そして「今も行き場を失った少女たちに声をかけるのは、性搾取を目的とした人や業者ばかりだ。私たちは15年間活動を続けてきた。2022年に成立した『困難な問題を抱える女性への支援に関する法律(女性支援法)』の基となった検討会の構成員として、性搾取や困窮する若年女性の支援の必要性を訴えてきた。 その時最も攻撃はひどくなった。あろうことか行政が攻撃に屈し、支援から手を引いた」と、闘いの攻防を明らかにした。
「支援する人が攻撃され、孤立させられ、市民の連帯が奪われそうになる。私たちの手で繋いでいかなければならない。私たちが攻撃を受けた時、女性への攻撃に成果をあげた議員がいま、外国人差別を扇動している。運動の中でも、女性の人権、特に性搾取の問題は後回しにされてきた」。
「女性人権センター建設プロジェクトを立ち上げた。新宿歌舞伎町に、差別と暴力にあらがう活動拠点を市民の手で作ろうと呼びかけている。孤立せず、支え合う、声を上げ続けることができる場所を私たちの手で作りたい」と支援を訴えた。
政党と市民団体のスピーチ
政党の発言、吉田忠智・立憲民主党・憲法審査会/筆頭幹事 、田村智子・日本共産党委員長、山本ジョージ・れいわ新選組幹事長、福島みずほ ・社民党党首、伊波洋一参議院議員(沖縄の風)がそれぞれ連帯のあいさつをした。

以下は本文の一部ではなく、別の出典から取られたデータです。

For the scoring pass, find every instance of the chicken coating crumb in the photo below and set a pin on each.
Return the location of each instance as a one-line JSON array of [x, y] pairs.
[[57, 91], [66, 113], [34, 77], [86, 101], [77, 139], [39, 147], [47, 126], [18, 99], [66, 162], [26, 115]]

こののち憲法9条の条文が読み上げられ、プラカードアピールが行われた。
市民連合の連帯のあいさつを佐々木寛さん(新潟国際情報大学教授)が行い、リレートークは福島の武藤類子さん(原発事故被害者団体連絡会共同代表)、核兵器禁止運動の中島優希さん(核兵器をなくす日本キャンペーン)、スパイ防止法反対運動の海渡双葉さん(弁護士)がそれぞれ行った。
核兵器や原発をなくすために
武藤類子さんの発言。
「ウクライナ・パレスチナ・ベネズエラ・イラン・レバノンそして、武器輸出、国家情報局、スパイ防止法、自衛隊演習事故、新聞やニュースを見るたびに、胸がざわざわと苦しくなる。この地球に住む誰もが平和を望むはずなのに、どうして戦争が起き続け、なくならないのだろうか。ふたたび戦争へ突き進もうとしていることを止めなければならない時だ」。
「今こそ日本中の原発を止めなければならない。東電原発事故から15年、原発事故はいまだ終息していない。放射能は今も海に流れ出ている。汚染土は復興再生土と名付けられ、全国の公共事業に使われようとしている」。

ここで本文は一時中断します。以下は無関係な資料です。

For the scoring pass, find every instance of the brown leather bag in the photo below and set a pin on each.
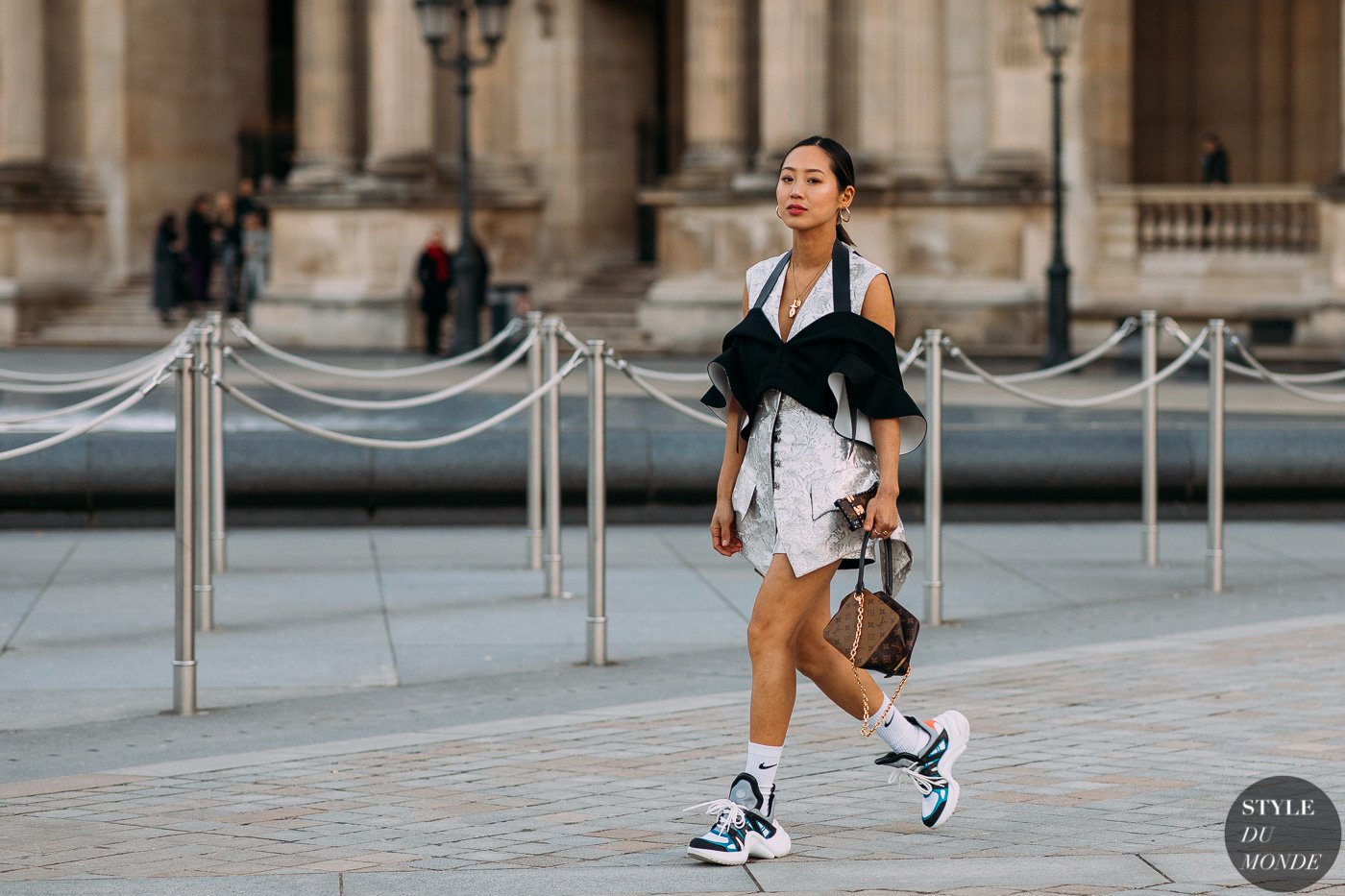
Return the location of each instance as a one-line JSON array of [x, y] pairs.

「小児甲状腺がんの続発、避難者の住宅追い出しなど理不尽で困難な問題が山積している。いま最先端の研究所が作られ、ロボット、ドローン、ロケット、放射線医療、エネルギーなどの軍備へ技術の開発が莫大な予算を使って行われている」。
「原発と原爆は同じ技術だ。戦争によって攻撃されれば、それは核兵器となる。ザポロージェ原発、チェルノブイリ原発はロシアに攻撃され、イランの核施設はアメリカの標的になった」。

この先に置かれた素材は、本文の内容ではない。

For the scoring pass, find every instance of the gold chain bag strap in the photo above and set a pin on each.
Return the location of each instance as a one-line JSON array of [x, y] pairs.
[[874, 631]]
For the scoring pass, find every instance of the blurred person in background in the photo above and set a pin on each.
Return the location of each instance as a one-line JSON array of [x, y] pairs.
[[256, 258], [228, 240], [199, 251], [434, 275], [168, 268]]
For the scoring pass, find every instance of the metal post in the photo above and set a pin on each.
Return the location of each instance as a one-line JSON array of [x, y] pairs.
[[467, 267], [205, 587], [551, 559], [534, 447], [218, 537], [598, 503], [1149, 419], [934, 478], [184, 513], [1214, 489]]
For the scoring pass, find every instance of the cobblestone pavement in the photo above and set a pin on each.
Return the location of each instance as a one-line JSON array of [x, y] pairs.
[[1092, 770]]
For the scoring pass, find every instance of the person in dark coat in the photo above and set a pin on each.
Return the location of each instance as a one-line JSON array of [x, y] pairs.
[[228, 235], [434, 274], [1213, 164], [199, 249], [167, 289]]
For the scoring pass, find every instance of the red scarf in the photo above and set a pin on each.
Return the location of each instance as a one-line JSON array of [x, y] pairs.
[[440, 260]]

「世界中でかろうじて保ってきた国際秩序ルールがどんどん壊され、力の強いものが支配し、裕福なものだけが尊重される価値観がどこか当たり前になってしまっている今、人類が危険な状況から脱却するために、私たちは何ができるのだろうか」。
「ウソではなく誠実に生きること、理不尽ではなく、共感できること、強く早く、大きなものだけを追い求めるのではなく、小さくて弱い者たちに学ぶ、そんな価値観を私たちの日々の暮らしの中で、こつこつと拡げていくことが大切だと思う。私たちは社会の根幹である憲法の価値をもう一度再認識し、戦争への道を止め、核兵器や原発をなくすために、力を合わせて行動していこう」。